En clinique un matin, j’ai retrouvé mon petit Abel (un nom fictif, bien sûr). Il est venu pour qu’on puisse évaluer son retard de langage. On s’était vu en télé-médecine dans les 4 derniers mois, mais ce n’est pas pareil. En 2 minutes nous pouvions rire ensemble. En 5 minutes, il me racontait une petite histoire — ce qu’il ne pouvait pas faire auparavant. À la fin, avant qu’il nous quitte, on s’est fait une accolade « thérapeutique ». Ça nous a fait du bien à tous les deux ! On a l’espoir que la vie « normale » reprenne son cours, tranquillement.

Et je me disais, tout se passe comme si on venait de vivre un automne terne et pluvieux plutôt qu’un printemps radieux et luxuriant. Pourtant, il est bel et bien là ce printemps éphémère qui s’achève. Il nous fait tous revivre avec ses douceurs, ses odeurs multiples, ses teintes de vert, de jaune et de rose qui accompagnent le réveil de la nature.
Je ne peux m’empêcher de penser à tous ceux et celles qui en ont été privés ces derniers mois. Je pense très souvent à mes semblables, les plus de soixante-cinq ans, ceux qu’on a classés dans l’âge d’or ou le bel âge.
Je ne veux pas juger toutes les mesures qui ont été prises pour protéger la société contre le covid-19. Par contre, j’ai une pensée spéciale pour nos « anciens », « nos sages ». On ne leur a pas permis de vivre, avec les êtres qu’ils aiment, ces moments magiques quand les bourgeons éclatent et que les oiseaux chantent leur mélodie. Ils en ont été privés dans le but de les protéger, ou de nous protéger.

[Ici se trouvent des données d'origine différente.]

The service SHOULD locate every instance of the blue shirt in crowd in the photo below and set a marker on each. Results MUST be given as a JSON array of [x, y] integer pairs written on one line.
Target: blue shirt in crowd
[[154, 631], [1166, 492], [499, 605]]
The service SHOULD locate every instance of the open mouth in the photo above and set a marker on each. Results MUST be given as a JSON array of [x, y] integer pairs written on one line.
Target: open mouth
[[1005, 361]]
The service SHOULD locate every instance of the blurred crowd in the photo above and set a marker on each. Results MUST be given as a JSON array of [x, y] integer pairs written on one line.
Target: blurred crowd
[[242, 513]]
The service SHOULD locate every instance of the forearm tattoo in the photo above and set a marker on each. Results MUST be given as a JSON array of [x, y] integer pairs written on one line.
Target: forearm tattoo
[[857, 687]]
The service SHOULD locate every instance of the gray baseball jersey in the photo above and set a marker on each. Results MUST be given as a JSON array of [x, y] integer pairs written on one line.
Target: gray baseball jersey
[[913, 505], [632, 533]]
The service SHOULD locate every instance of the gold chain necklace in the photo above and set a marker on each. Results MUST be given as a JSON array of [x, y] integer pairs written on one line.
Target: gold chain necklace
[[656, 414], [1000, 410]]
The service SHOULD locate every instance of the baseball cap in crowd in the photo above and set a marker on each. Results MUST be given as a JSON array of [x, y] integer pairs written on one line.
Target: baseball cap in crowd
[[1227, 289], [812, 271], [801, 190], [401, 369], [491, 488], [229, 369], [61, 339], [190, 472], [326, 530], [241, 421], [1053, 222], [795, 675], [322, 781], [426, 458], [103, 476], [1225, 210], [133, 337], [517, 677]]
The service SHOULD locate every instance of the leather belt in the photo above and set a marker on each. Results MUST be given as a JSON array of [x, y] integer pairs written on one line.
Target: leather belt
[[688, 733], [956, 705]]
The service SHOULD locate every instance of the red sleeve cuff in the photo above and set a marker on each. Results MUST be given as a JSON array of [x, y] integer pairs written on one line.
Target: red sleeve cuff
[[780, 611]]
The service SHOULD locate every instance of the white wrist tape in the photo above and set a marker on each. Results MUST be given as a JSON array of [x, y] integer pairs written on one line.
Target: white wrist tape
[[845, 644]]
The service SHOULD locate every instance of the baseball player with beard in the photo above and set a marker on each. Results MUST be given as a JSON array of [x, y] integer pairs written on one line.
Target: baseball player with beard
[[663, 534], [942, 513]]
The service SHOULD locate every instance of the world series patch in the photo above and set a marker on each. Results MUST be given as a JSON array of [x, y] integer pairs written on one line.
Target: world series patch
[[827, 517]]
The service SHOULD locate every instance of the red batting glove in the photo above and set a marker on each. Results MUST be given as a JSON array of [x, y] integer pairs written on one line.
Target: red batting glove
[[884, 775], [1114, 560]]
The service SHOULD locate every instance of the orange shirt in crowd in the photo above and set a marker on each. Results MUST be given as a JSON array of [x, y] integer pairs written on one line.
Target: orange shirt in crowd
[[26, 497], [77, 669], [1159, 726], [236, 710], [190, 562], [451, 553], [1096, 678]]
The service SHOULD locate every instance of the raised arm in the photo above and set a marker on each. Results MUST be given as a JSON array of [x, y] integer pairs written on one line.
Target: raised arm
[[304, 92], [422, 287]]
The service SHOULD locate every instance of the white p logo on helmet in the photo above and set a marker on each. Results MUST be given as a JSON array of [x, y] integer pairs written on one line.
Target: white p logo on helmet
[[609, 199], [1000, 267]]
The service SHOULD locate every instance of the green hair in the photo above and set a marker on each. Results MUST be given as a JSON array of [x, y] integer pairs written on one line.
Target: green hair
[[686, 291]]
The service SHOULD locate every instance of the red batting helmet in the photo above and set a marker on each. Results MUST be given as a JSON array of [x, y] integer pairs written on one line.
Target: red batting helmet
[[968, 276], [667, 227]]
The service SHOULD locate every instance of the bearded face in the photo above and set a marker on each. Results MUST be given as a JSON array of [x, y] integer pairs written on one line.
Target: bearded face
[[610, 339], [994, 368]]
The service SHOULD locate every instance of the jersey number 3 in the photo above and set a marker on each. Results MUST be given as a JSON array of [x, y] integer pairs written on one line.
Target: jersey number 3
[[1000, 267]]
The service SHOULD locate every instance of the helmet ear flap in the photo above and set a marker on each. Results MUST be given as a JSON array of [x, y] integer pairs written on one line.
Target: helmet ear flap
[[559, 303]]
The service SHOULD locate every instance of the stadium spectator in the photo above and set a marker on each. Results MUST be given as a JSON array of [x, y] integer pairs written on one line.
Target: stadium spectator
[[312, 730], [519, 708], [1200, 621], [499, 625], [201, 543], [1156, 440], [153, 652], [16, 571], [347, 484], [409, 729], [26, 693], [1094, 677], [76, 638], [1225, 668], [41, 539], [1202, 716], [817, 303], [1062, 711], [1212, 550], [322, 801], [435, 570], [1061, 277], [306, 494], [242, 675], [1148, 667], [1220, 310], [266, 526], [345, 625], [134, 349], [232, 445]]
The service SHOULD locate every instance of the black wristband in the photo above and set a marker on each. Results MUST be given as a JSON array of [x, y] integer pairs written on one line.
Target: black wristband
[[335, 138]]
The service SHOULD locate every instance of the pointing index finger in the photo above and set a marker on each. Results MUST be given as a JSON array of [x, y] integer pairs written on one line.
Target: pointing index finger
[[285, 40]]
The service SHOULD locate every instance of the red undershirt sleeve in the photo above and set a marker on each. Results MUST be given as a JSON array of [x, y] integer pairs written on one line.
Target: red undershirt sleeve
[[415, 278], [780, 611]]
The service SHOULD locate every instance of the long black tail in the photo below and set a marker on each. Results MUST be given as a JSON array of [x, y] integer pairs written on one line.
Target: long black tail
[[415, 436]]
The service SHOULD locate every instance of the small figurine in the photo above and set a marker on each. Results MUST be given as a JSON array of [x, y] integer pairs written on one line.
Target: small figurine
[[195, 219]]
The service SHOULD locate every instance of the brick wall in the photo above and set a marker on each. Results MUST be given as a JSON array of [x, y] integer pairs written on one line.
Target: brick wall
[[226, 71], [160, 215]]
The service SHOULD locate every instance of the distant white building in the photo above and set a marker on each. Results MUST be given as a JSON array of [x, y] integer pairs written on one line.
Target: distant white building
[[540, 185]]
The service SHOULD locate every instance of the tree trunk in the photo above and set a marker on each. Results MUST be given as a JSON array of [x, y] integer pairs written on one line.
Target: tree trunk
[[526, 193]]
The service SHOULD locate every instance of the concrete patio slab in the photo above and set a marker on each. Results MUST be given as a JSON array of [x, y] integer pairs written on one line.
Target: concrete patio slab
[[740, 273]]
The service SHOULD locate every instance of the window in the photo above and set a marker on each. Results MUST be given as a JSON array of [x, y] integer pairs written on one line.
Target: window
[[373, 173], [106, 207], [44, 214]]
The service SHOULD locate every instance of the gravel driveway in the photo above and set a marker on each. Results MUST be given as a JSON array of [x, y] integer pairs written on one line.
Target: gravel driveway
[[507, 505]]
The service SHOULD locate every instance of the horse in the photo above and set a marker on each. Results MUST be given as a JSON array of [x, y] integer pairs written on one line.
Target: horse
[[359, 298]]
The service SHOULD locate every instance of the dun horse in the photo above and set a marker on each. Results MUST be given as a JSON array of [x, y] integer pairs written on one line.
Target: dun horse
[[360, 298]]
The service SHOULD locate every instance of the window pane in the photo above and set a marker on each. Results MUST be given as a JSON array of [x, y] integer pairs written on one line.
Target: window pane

Pire, on continue de les priver de la chaleur de leurs êtres chers. Plusieurs nous ont quittés dans la solitude, sans trop de dignité, et sans même pouvoir dire un dernier adieu à ce monde qu’ils ont contribué à façonner pendant toute leur vie sur terre.
Une tragédie, oui. Une grande injustice, clairement. Un deuil, certainement. On ne peut pas revenir en arrière, le mal est fait. On espère que les leçons qu’on a apprises nous amèneront vers de meilleurs soins et services dans le respect de la dignité et des droits des personnes.
Dans toute cette folie, je m’accroche à une phrase qui me rassure : « une âme nous quitte, une autre prend naissance ». Et ces nouvelles âmes doivent pouvoir célébrer la vie.
Avec masque ou sans masque, à un 1 ou 1,5 mètre ou 2 mètres (on ne sait plus !), les enfants commencent à sortir, revoir leurs amis, courir dans les parcs et reprendre leurs rires contagieux. Ils veulent créer et nous épater. Leur confinement a été difficile et ils veulent reprendre le terrain perdu. Laissons-les venir à nous.